Omdat GW zich terecht op een opschortingsrecht heeft beroepen is de kantonrechter van oordeel dat de buitengerechtelijke incassokosten moeten worden afgewezen.
Ook de gevorderde boeterente zal worden afgewezen, nu de niet-betaling haar grondslag vond in een geschil over de lekkage in de bedrijfsruimte. Wel zal de wettelijke rente worden toegewezen over de uiteindelijk nog te betalen huurtermijnen omdat GW immers tot de hoogte van het wegens verschuldigde huur toe te wijzen bedrag in verzuim is gebleven.
Voor achterwege laten van de uitvoerbaarheid van dit vonnis bij voorraad, zoals door GW nog is verzocht, bestaat geen grondslag, omdat gesteld noch gebleken is dat sprake is van een restitutierisico aan de zijde van Helof.

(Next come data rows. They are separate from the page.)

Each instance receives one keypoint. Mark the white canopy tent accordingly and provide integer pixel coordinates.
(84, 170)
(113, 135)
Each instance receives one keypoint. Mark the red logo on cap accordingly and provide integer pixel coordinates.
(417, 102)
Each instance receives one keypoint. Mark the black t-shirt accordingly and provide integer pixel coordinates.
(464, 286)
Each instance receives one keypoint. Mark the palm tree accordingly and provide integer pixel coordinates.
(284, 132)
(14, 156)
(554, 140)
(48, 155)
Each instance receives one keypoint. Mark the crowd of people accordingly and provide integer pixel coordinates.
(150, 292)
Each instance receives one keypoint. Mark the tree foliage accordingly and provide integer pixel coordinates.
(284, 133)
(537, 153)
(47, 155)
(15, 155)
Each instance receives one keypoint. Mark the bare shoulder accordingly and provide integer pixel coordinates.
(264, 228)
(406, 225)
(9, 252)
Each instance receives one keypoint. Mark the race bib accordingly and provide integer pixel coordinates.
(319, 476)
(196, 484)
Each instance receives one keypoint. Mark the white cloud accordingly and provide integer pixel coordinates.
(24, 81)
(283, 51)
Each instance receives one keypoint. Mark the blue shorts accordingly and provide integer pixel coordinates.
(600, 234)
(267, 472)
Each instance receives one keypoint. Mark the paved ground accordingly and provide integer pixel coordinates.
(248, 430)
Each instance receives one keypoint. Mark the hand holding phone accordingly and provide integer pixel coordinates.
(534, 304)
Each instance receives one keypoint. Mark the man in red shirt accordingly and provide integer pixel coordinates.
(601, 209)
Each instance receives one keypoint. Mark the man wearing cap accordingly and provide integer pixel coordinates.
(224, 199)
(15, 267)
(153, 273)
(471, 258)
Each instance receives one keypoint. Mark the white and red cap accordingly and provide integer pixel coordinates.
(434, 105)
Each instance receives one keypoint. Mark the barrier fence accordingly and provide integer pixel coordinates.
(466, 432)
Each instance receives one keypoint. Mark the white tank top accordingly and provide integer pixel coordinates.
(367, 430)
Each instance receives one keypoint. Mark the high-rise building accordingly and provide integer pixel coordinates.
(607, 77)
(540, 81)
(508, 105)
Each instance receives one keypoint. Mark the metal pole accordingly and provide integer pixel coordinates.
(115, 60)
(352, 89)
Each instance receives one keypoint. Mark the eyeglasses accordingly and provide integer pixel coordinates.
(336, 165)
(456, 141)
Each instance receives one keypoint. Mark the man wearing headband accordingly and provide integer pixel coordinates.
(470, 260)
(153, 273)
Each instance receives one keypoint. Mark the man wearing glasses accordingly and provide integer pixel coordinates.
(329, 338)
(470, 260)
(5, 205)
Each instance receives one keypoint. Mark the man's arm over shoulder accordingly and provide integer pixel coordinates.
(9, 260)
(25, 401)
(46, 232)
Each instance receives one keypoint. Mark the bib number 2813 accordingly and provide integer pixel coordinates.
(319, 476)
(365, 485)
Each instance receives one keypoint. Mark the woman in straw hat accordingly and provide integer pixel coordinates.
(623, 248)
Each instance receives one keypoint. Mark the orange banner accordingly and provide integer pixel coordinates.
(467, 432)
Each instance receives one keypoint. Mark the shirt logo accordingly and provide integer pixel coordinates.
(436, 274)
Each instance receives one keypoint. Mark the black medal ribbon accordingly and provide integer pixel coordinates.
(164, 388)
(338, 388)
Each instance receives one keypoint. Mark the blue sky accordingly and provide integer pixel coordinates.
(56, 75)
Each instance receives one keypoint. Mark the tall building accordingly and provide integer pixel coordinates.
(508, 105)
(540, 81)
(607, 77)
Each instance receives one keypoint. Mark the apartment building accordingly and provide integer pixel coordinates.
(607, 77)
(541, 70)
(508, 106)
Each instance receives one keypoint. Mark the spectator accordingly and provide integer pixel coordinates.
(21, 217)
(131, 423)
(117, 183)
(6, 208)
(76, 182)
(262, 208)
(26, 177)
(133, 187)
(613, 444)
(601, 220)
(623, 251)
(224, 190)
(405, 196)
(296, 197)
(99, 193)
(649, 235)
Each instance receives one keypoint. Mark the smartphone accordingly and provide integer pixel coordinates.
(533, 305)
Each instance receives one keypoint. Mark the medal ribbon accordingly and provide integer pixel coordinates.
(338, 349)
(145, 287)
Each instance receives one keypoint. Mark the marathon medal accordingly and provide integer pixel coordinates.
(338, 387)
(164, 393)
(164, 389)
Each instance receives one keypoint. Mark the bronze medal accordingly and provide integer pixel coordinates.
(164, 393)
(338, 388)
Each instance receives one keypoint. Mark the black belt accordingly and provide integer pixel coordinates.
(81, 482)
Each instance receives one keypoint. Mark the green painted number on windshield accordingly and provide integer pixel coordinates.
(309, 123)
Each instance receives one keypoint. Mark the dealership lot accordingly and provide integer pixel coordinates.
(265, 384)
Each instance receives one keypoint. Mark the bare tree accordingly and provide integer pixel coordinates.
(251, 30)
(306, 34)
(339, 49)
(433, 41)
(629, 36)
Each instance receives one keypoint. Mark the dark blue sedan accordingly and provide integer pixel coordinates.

Partijen worden over en weer in ongelijk gesteld, zodat de proceskosten, zowel in conventie als in reconventie, tussen hen worden gecompenseerd.
Veroordeelt GW om tegen behoorlijk bewijs van kwij-ting aan Helof te betalen €17.500,47, te ver-meerderen met de wette-lijke rente berekend vanaf de vervaldata van de onderscheiden huurtermijnen tot aan de dag der alge-hele voldoening.
Kent aan GW een vermindering van de huurprijs toe tot het bedrag van €8.290,24 exclusief omzetbelasting en tot het bedrag van €1.280,00 inclusief omzetbelasting voor de bovengenoemde perioden.
In conventie en in reconventie:
Bepaalt dat iedere partij de eigen kosten draagt.
Verklaart dit vonnis uitvoerbaar bij voor-raad.
Wijst af het meer of anders gevorderde.
Dit vonnis is gewezen door mr. F.J.P. Veenhof en uitgesproken op de openbare terechtzitting van bovengenoemde datum.